The breaking point happened during a crucial project meeting. Kim criticized Alex's work in front of the entire team without providing constructive feedback or acknowledging their efforts. This public reprimand not only humiliated Alex but also showed a lack of trust.
Feeling alienated and disheartened, Alex decided it was time to leave the company. The poor communication and the perceived lack of support from leadership became too much. Alex resigned, leaving a void in the team that could have been avoided with effective and empathetic communication.
Why Is Effective Workplace Communication Important?
In any work arrangement, whether virtual, in person, or hybrid, effective communication is the cornerstone of success. It builds trust, fosters employee engagement, reduces conflict, streamlines collaboration, and enhances productivity. Managers who share work expectations upfront minimize confusion and frustrating miscommunications.
This is especially key in virtual environments, where managers cannot rely on nonverbal cues, such as body language, facial expressions, and tone to the same extent as they can in person.
5 Ways to Help Your Leaders Improve Workplace Communication
HR and L&D professionals can equip leaders with the skills to cultivate a culture of effective, open workplace communication.
DDI’s 5 Key Principles for effective interactions are an evidence-based framework to set leaders up for success. For this reason, they should be the foundation of every successful communication strategy.

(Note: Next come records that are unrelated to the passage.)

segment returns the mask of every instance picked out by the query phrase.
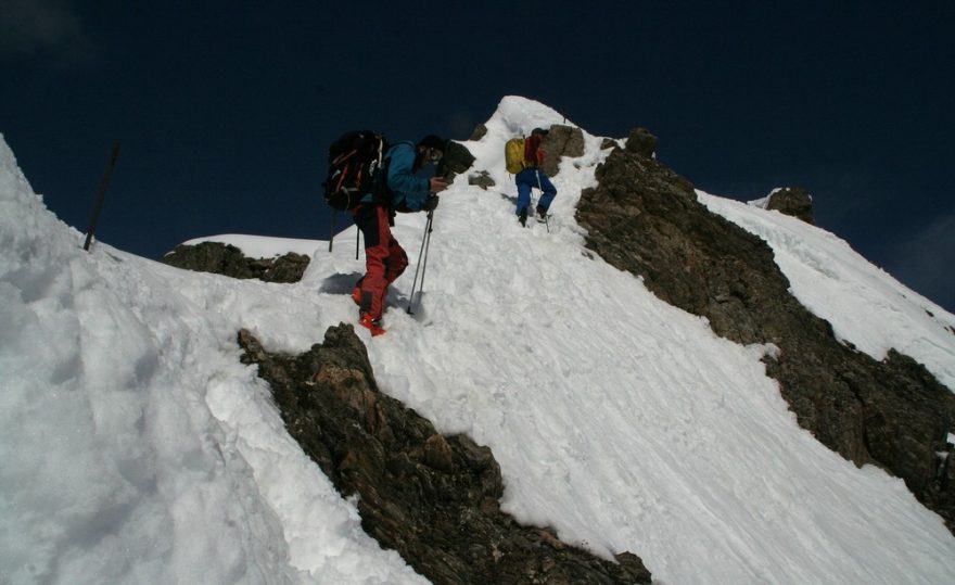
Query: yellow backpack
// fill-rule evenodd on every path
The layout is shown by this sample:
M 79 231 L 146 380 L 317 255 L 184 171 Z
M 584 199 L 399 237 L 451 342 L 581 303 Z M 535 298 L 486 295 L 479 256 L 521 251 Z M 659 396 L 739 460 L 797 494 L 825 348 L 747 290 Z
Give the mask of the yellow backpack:
M 504 145 L 504 163 L 508 173 L 517 175 L 524 170 L 524 139 L 511 138 Z

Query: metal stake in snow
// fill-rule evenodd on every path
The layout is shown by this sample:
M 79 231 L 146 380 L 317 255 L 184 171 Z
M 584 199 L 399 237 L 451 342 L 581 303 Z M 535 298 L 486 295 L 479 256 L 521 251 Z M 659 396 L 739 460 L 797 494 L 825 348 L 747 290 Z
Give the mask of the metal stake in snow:
M 119 156 L 119 141 L 117 140 L 115 144 L 113 144 L 113 155 L 110 157 L 110 163 L 106 165 L 106 170 L 103 174 L 103 180 L 100 182 L 100 191 L 97 194 L 97 203 L 93 205 L 93 217 L 90 219 L 90 227 L 86 232 L 86 243 L 82 244 L 82 249 L 89 252 L 90 242 L 93 239 L 93 233 L 97 231 L 97 221 L 100 218 L 100 212 L 103 209 L 103 201 L 106 199 L 106 189 L 110 187 L 110 179 L 113 178 L 113 168 L 116 166 L 116 157 Z
M 421 239 L 421 250 L 418 252 L 418 267 L 415 268 L 415 280 L 411 281 L 411 296 L 408 300 L 408 315 L 415 315 L 411 307 L 415 306 L 415 287 L 418 284 L 418 270 L 421 269 L 421 287 L 418 289 L 418 302 L 421 302 L 421 291 L 424 289 L 424 272 L 428 270 L 428 250 L 431 247 L 431 229 L 434 224 L 434 209 L 428 212 L 428 222 L 424 224 L 424 237 Z M 423 266 L 421 258 L 424 258 Z

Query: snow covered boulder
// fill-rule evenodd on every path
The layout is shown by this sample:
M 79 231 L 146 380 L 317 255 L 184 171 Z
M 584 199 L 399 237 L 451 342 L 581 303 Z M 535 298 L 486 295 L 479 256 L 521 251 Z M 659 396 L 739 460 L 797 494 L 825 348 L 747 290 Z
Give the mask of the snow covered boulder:
M 813 196 L 801 187 L 774 189 L 768 196 L 757 201 L 756 205 L 764 209 L 775 209 L 802 219 L 806 224 L 815 224 L 813 220 Z

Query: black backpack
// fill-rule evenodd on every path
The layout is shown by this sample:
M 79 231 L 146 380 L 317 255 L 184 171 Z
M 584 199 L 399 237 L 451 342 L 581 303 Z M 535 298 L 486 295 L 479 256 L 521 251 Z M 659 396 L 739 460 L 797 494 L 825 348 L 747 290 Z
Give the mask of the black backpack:
M 387 141 L 371 130 L 345 132 L 329 147 L 329 171 L 322 187 L 324 201 L 334 209 L 354 209 L 361 198 L 385 196 L 384 153 Z

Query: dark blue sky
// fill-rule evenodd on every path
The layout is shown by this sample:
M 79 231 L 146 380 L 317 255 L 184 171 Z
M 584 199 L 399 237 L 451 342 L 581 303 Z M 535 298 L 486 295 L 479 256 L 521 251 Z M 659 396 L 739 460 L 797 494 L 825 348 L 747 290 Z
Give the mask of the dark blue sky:
M 5 0 L 0 132 L 80 231 L 122 139 L 97 234 L 157 258 L 324 239 L 339 133 L 463 140 L 524 96 L 648 128 L 714 194 L 805 187 L 819 226 L 955 311 L 955 3 L 771 4 Z

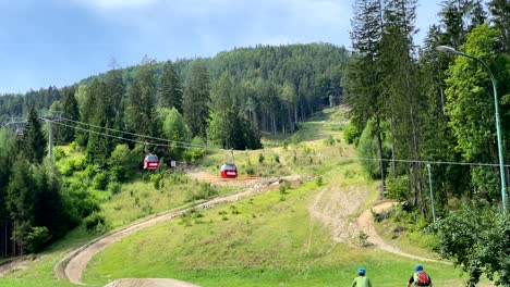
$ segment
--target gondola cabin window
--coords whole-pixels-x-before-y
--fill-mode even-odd
[[[144,170],[156,170],[159,167],[159,159],[156,154],[147,154],[144,159]]]
[[[223,178],[235,178],[238,177],[238,167],[231,162],[223,163],[220,169],[220,175]]]

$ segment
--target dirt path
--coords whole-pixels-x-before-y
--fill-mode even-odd
[[[315,197],[311,216],[328,226],[336,242],[351,242],[360,233],[352,219],[367,196],[363,186],[327,187]]]
[[[274,183],[274,184],[270,184],[270,183]],[[69,253],[64,259],[62,259],[59,263],[57,263],[57,265],[53,269],[54,273],[57,274],[59,278],[69,279],[70,282],[74,284],[82,284],[82,274],[85,267],[87,266],[88,261],[90,261],[90,259],[96,253],[105,249],[107,246],[120,240],[121,238],[130,236],[146,227],[154,226],[156,224],[174,219],[190,211],[191,209],[208,209],[217,204],[236,201],[242,198],[253,196],[255,194],[276,189],[278,188],[278,183],[279,180],[275,178],[257,179],[255,183],[251,182],[250,185],[252,185],[252,187],[246,189],[243,192],[224,196],[224,197],[218,197],[207,202],[195,205],[193,208],[184,209],[181,211],[171,211],[171,212],[167,212],[167,213],[154,216],[154,217],[149,217],[149,219],[145,219],[143,221],[136,222],[123,229],[107,234],[96,240],[93,240],[89,244],[83,246],[82,248],[76,249],[73,252]],[[129,285],[131,284],[129,283],[129,280],[123,280],[122,283],[119,282],[119,284],[127,284],[127,285],[112,285],[112,286],[135,286],[135,285]],[[181,283],[181,284],[184,284],[184,283]],[[153,286],[153,285],[147,285],[147,286]],[[184,285],[154,285],[154,286],[184,286]],[[186,286],[194,286],[194,285],[186,285]]]
[[[374,226],[374,217],[372,215],[372,211],[381,212],[384,210],[392,208],[394,204],[397,204],[397,202],[394,202],[394,201],[379,202],[376,205],[374,205],[372,209],[365,210],[360,215],[360,217],[357,217],[357,220],[356,220],[357,226],[360,227],[360,229],[363,233],[365,233],[368,236],[368,238],[367,238],[368,242],[375,245],[376,247],[378,247],[378,248],[380,248],[380,249],[382,249],[385,251],[391,252],[393,254],[398,254],[398,255],[402,255],[402,257],[406,257],[406,258],[411,258],[411,259],[415,259],[415,260],[420,260],[420,261],[447,263],[445,261],[438,261],[438,260],[434,260],[434,259],[429,259],[429,258],[423,258],[423,257],[406,253],[406,252],[398,249],[397,247],[389,245],[388,242],[386,242],[377,234],[377,232],[375,229],[375,226]],[[449,264],[449,263],[447,263],[447,264]]]
[[[105,287],[198,287],[198,285],[167,278],[124,278],[114,280]]]

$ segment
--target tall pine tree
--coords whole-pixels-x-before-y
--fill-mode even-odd
[[[207,66],[204,60],[195,60],[191,66],[191,75],[183,100],[184,118],[194,137],[198,136],[204,139],[207,137],[209,92],[210,79]]]
[[[42,133],[39,116],[31,109],[23,138],[23,154],[32,163],[41,163],[45,158],[46,137]]]

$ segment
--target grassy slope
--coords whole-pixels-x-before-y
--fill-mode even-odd
[[[241,173],[252,166],[257,174],[289,174],[281,163],[275,161],[274,154],[278,153],[300,174],[321,174],[325,186],[317,187],[315,182],[311,182],[284,196],[274,191],[243,200],[235,203],[240,214],[232,214],[233,209],[223,205],[202,212],[203,217],[194,215],[196,219],[155,226],[96,257],[85,274],[86,282],[102,285],[114,277],[154,276],[182,278],[203,286],[277,286],[279,283],[286,283],[286,286],[342,286],[350,284],[359,265],[364,265],[376,286],[402,286],[414,265],[413,261],[374,248],[336,245],[330,240],[329,232],[311,220],[307,213],[307,205],[320,188],[366,184],[360,166],[351,160],[315,157],[353,154],[352,147],[339,142],[339,130],[343,125],[343,113],[328,110],[319,114],[315,122],[305,124],[289,140],[293,145],[287,150],[281,148],[284,138],[265,141],[267,147],[280,148],[274,149],[272,153],[265,152],[263,164],[258,163],[258,151],[245,152],[245,157],[235,154]],[[335,142],[326,145],[324,138],[330,135]],[[307,142],[300,144],[302,140]],[[204,165],[215,174],[218,162],[229,157],[208,155]],[[154,192],[150,185],[144,182],[125,186],[122,192],[104,203],[110,227],[183,203],[185,198],[182,191],[198,186],[193,180],[189,184],[178,184],[173,191],[163,189],[159,192]],[[371,186],[375,190],[375,184]],[[130,189],[139,198],[138,204],[134,204]],[[232,191],[235,190],[219,192]],[[109,198],[108,195],[102,196]],[[376,196],[373,191],[366,205]],[[173,201],[169,201],[169,198]],[[95,236],[81,228],[71,232],[47,251],[37,254],[37,260],[27,263],[26,270],[0,278],[0,286],[73,286],[58,282],[52,267],[70,250]],[[305,248],[308,239],[309,248]],[[426,267],[433,274],[436,286],[460,286],[458,279],[448,282],[448,278],[458,278],[458,272],[451,266],[426,264]]]
[[[332,120],[324,122],[328,118]],[[203,286],[347,286],[363,265],[376,286],[402,286],[414,260],[336,244],[329,230],[308,214],[314,196],[328,185],[366,185],[357,163],[315,157],[352,155],[350,147],[339,144],[341,120],[339,113],[325,113],[292,139],[307,142],[274,151],[298,173],[321,175],[324,186],[312,180],[287,195],[271,191],[234,203],[234,208],[222,205],[141,232],[95,257],[85,282],[174,277]],[[335,139],[332,145],[320,139],[328,136]],[[367,205],[376,197],[372,187]],[[233,214],[235,210],[240,214]],[[426,263],[426,269],[436,286],[460,286],[452,266]]]

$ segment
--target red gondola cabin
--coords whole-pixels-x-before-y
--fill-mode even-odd
[[[159,159],[156,154],[147,154],[144,159],[144,170],[156,170],[159,167]]]
[[[232,162],[223,163],[223,165],[221,165],[220,172],[221,172],[221,177],[223,178],[238,177],[238,167]]]

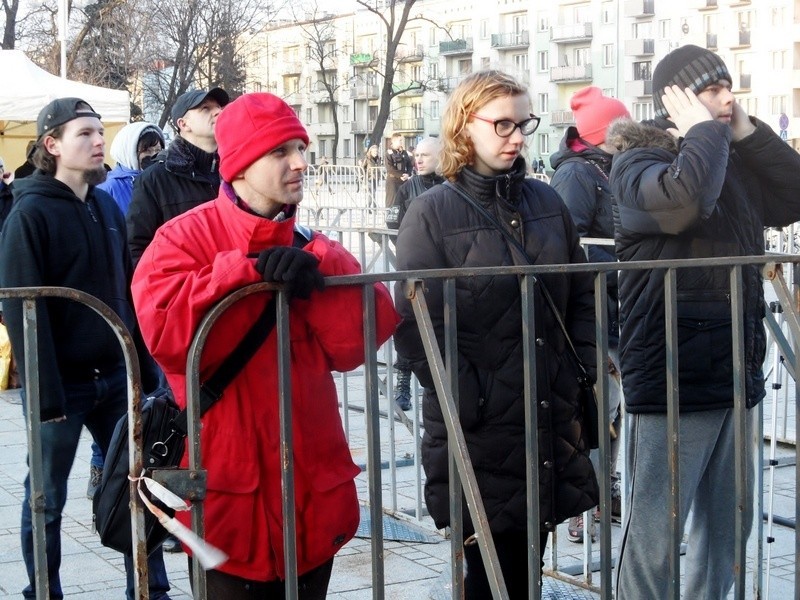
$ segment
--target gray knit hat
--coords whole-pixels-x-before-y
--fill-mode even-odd
[[[709,85],[725,79],[733,83],[728,67],[713,52],[693,46],[681,46],[661,59],[653,71],[653,107],[655,116],[667,118],[667,109],[661,102],[664,88],[679,85],[699,94]]]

What Are DDI’s 5 Key Principles for Effective Communication?
DDI’s Key Principles serve as a powerful framework, shaping an organizational culture of respect, inclusivity, and empathy. They go beyond individual actions, collectively creating a psychologically safe work environment.
When leaders use Key Principles, they cultivate a safe, collaborative, respectful, and trusting workplace for employees to do their best and grow. To be strong workplace communicators and drive a positive company culture, leaders should:
- Maintain and enhance self-esteem.
- Actively listen and respond with empathy.
- Ask for help and encourage involvement.
- Build trust by sharing thoughts, feelings, and rationale.
- Build ownership by providing support without removing responsibility.
1. Maintain or Enhance Self-Esteem
When employees feel respected and valued, they also tend to be more motivated and committed to their work. High self-esteem makes employees more likely to share responsibility, confront challenges, adapt to change, and offer new solutions. While it’s critical to maintain a team member’s self-esteem if they are struggling with low performance, it’s also essential to enhance self-esteem by recognizing great work.
Example #1: Maintain Self-Esteem in a Low-Performance Conversation
Leaders should consider the right time and setting for conversations about low performance. Make sure there is enough time to fully discuss the challenge and next steps in a setting that is neutral and comfortable. Start by acknowledging the employee’s strengths and contributions and highlight specific examples where the employee’s work has positively impacted the team:
“Sam, I appreciate your dedication and the effort you’ve put into our recent project. Your attention to detail and creativity have been valuable to the team.”
Next, it is important to share observations in a non-confrontational way. Use specific examples to illustrate concerns, focusing on behaviors rather than personal attributes:
“I've noticed some project deadlines are not being met, and the quality of your work seems to have decreased. I want to understand if there are any challenges you're facing."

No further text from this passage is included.